The report was a collaboration between the World Economic Forum and Kearney. It suggested that shifting from single-use towards a ‘reuse’ model of consumption can help society regain ground in the fight against plastic waste. It also outlined three scenarios, based on the uptake of reusable packaging, showing how much plastic waste could be reduced from ocean and landfills:
Scenario One: Between 10 and 20% of plastic packaging could be reusable by 2030. This equates to 7-13 million tonnes of plastic packaging, representing 45-90% of annual plastic ocean waste.
Scenario Two: Reusables make up between 20% and 40% of packaging, equivalent to 90–185% of annual plastic ocean waste or 25–50% of plastic landfill waste.
Scenario Three: If between 40-70% of all packaging is reusable, it would equal anywhere from 185% to 320% of annual plastic ocean waste or 50–85% of plastic landfill waste.
“We need to shift from merely “treating” or “handling” waste to simply never creating it in the first place, observed Beth Bovis, Project Leader, Partner, Leader of Global Social Impact & Sustainability at Kearney said at the time of the report’s release in 2021.
“But any shift towards reusable consumer goods will depend on the choices and actions of the three driving forces of our economy: consumers, the private sector, and the public sector,” she continued.
“When we talk of the three scenarios, it is worth emphasizing that any of these scenarios would represent extremely valuable progress over the present status quo,” added Mayuri Ghosh, Head of Consumers Beyond Disposability initiative, Future of Consumption Platform at World Economic Forum.

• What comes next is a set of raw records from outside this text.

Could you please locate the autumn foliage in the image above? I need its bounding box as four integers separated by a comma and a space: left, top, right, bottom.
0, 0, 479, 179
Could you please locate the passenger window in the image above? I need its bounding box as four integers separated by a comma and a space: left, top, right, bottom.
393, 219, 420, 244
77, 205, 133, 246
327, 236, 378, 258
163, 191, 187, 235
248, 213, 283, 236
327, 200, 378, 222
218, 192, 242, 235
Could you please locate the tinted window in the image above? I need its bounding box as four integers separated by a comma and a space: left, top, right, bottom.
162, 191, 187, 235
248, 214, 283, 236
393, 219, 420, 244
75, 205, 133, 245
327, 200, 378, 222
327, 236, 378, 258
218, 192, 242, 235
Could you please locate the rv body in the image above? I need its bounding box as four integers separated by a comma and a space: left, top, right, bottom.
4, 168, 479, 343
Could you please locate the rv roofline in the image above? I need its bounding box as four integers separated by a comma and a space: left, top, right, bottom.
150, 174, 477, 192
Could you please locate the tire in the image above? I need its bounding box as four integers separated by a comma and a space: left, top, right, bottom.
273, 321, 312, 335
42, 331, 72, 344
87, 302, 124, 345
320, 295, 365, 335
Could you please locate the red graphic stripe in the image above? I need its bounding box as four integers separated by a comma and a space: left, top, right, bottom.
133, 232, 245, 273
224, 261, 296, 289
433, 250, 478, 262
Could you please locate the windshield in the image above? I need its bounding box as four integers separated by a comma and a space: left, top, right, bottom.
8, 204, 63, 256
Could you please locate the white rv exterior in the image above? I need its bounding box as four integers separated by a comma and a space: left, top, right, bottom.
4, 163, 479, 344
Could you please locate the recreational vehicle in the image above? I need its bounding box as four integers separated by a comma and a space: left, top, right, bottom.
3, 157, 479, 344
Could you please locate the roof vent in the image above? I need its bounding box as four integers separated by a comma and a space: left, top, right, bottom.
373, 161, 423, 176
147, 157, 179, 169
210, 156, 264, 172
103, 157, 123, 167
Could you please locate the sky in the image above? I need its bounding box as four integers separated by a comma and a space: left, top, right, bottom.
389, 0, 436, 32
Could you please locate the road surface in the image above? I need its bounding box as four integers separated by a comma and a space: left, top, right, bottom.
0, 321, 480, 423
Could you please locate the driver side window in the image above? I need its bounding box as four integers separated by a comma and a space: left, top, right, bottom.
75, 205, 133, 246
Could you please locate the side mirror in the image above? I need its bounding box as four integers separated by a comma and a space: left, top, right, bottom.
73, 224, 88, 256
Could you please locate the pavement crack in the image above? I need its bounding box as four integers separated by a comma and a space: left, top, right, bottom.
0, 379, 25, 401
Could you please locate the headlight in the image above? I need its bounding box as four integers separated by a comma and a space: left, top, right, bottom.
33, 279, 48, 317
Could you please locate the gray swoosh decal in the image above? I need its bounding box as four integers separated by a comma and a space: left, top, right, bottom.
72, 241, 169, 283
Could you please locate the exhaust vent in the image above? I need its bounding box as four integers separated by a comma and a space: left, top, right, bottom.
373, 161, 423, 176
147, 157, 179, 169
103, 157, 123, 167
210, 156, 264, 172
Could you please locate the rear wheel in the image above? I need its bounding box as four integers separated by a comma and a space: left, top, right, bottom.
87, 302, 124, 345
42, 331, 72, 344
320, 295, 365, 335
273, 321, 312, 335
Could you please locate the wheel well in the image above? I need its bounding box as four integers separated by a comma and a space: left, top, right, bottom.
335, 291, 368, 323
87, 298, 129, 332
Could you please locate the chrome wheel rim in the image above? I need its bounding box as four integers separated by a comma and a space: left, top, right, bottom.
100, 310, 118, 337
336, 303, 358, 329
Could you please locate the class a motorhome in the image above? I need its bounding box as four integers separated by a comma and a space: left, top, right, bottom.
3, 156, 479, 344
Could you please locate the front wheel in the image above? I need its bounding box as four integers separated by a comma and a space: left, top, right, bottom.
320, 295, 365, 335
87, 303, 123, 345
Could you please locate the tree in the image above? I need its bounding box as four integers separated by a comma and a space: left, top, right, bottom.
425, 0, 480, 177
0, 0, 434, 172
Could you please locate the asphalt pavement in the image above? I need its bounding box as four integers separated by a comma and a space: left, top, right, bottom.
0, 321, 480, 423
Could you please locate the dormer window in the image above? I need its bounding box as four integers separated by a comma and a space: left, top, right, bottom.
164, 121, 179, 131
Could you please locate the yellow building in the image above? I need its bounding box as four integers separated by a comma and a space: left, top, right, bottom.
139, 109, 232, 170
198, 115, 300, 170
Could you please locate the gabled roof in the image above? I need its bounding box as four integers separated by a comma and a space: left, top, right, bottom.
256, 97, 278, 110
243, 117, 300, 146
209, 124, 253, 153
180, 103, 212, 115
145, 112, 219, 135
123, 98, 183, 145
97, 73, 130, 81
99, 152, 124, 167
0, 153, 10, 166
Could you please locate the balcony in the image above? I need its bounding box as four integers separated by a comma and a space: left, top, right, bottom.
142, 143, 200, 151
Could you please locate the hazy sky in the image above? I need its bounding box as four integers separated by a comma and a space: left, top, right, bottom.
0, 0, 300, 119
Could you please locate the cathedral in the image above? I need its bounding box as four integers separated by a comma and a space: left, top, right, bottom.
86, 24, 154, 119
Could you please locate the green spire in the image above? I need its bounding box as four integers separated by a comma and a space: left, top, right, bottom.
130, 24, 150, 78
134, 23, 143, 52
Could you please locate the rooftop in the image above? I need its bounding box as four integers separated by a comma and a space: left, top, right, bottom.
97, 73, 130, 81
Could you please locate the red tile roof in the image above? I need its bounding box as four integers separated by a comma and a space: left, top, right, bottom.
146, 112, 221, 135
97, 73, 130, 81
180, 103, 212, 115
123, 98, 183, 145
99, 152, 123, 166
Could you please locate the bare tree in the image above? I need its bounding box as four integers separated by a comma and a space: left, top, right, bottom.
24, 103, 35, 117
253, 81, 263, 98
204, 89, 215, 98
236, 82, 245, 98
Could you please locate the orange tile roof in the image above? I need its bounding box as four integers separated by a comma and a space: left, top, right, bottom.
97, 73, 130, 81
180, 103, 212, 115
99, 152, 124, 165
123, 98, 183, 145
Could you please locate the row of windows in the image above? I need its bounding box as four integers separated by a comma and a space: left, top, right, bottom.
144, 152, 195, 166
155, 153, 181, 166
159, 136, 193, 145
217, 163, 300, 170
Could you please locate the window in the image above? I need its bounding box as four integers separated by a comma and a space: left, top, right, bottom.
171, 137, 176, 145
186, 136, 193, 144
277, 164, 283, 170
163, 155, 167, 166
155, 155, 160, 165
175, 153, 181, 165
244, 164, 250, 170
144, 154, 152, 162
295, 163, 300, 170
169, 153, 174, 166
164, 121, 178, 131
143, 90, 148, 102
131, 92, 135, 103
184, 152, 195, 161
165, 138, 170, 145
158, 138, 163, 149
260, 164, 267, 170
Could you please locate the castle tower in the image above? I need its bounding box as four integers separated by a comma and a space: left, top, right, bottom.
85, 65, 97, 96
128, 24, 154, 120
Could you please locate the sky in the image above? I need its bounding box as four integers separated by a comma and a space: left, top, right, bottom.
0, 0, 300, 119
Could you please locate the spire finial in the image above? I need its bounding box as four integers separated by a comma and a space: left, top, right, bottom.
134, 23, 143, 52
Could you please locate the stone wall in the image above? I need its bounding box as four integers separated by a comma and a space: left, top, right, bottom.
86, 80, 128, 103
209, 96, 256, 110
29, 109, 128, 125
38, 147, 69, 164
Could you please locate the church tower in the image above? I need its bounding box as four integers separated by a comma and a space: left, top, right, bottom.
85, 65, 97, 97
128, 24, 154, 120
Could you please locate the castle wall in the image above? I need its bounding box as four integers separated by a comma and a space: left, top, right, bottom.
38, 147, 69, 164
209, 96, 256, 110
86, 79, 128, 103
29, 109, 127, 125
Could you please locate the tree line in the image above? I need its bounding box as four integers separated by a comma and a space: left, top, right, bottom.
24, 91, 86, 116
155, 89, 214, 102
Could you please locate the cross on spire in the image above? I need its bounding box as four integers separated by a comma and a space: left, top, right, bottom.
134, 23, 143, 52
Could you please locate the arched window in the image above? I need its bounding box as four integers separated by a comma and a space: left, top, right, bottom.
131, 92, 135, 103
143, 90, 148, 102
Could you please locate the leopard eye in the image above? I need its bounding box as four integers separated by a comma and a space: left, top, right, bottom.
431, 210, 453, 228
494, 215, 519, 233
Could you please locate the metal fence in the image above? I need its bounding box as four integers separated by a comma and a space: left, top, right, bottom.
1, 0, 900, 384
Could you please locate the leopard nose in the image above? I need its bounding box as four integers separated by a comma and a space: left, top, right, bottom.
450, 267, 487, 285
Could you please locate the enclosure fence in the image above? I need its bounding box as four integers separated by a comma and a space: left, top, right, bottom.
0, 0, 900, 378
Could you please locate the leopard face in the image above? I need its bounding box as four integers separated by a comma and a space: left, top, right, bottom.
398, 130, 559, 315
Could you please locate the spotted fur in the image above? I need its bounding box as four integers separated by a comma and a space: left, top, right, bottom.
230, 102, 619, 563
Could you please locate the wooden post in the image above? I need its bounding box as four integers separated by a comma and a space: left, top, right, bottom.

“The plastic waste challenge has grown too large for us to simply recycle our way out of. With no global agreement over an ambition level to target plastic waste, the sooner we can make systemic and meaningful advances towards reuse, the better.”
This story is still very much in progress, but the good news is that reusable packaging can play not only a crucial role in preventing plastic waste generation but also in stimulating demand for ocean-bound plastic that might otherwise find its way into the sea.
In general, there is a huge push for recycled materials right now,” Schumacher concluded. “Ocean-bound materials are extremely expensive, and for that reason, they are not for everyone.
“However, there are a lot of other post-consumer resins available that not only are lower cost but also have a huge impact on saving and or helping our planet,” he continued. “At Schaefer, we’re interested in talking with anyone serious about discussing their civic responsibilities and it’s a really awesome conversation to be a part of.”